Anlotinib Hydrochloride Combined With Epirubicin & Ifosfamide for Soft

Status Recruiting

Clinical Trial Summary

Anlotinib is a multi-target receptor tyrosine kinase inhibitor. It can inhibit the angiogenesis related kinase, such as Vascular Endothelial Growth Factor Receptor (VEGFR), Fibroblast Growth Factor Receptor(FGFR), Platelet-Derived Growth Factor Receptor(PDGFR), and tumor cell proliferation related kinase c-Kit kinase.

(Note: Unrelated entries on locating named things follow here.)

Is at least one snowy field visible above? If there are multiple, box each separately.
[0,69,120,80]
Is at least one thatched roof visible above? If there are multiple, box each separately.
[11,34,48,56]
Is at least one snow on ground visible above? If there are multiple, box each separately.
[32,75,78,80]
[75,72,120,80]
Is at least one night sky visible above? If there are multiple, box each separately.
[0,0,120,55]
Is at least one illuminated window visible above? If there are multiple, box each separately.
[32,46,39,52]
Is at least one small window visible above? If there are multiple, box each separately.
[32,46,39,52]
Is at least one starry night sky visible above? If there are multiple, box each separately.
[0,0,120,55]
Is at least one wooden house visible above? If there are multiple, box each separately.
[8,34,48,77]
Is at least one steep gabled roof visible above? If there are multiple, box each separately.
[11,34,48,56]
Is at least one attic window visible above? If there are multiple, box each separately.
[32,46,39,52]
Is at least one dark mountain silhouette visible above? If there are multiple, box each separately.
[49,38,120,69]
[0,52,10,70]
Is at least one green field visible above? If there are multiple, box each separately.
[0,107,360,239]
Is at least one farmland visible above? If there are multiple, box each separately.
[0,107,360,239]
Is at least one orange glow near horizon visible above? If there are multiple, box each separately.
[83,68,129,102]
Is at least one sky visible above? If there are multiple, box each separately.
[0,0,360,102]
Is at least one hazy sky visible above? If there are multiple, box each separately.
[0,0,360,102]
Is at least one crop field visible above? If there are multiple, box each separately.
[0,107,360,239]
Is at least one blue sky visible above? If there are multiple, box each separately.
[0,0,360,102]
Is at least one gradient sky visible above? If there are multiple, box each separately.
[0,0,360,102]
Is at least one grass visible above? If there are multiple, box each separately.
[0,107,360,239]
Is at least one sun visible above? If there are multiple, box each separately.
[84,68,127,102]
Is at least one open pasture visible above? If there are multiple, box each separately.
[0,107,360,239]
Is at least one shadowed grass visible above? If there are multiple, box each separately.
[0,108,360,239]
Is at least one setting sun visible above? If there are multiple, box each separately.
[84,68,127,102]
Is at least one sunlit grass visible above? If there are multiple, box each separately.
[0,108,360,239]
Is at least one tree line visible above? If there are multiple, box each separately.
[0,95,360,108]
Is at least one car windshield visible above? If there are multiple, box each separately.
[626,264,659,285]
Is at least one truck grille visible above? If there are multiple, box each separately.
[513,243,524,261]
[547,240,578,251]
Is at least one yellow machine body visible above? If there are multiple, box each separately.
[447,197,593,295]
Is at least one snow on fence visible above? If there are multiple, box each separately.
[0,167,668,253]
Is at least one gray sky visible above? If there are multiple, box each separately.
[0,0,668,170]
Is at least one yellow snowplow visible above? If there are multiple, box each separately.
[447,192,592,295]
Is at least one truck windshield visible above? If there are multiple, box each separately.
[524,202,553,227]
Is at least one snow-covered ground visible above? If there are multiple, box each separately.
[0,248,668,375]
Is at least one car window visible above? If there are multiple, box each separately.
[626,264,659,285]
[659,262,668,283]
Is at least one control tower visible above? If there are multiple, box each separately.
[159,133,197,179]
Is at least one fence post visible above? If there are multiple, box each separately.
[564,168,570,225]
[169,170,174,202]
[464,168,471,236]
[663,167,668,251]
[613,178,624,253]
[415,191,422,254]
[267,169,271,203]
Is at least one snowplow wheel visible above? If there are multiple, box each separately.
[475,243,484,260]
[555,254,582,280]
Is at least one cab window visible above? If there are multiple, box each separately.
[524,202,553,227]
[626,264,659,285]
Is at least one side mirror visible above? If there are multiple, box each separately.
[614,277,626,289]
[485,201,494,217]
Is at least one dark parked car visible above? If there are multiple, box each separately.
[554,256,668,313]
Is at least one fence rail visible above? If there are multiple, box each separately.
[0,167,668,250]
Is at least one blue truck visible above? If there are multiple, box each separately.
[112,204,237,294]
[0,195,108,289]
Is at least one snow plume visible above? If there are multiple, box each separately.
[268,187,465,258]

Anlotinib is an efficient second line therapeutic agent in treatment for metastatic soft tissue sarcoma which has been approved in clinical trials (ALTER-0203).Therefore , this study evaluates the safety and efficacy of anlotinib plus epirubicin and ifosfamide treat the metastatic or advanced soft tissue sarcoma .

Clinical Trial Description

This study is planned to be carried out in Liaoning, Jilin and Harbin provinces regional multi-center. 47 cases are preliminarily expected to be included. The study started in January 2019 and ended in December 2019. It is expected that the trial will end in December 2020. This study is a phase 2 study evaluating the safety and efficacy anlotinib and plus epirubicin and ifosfamide treat the metastatic or advanced soft tissue sarcoma .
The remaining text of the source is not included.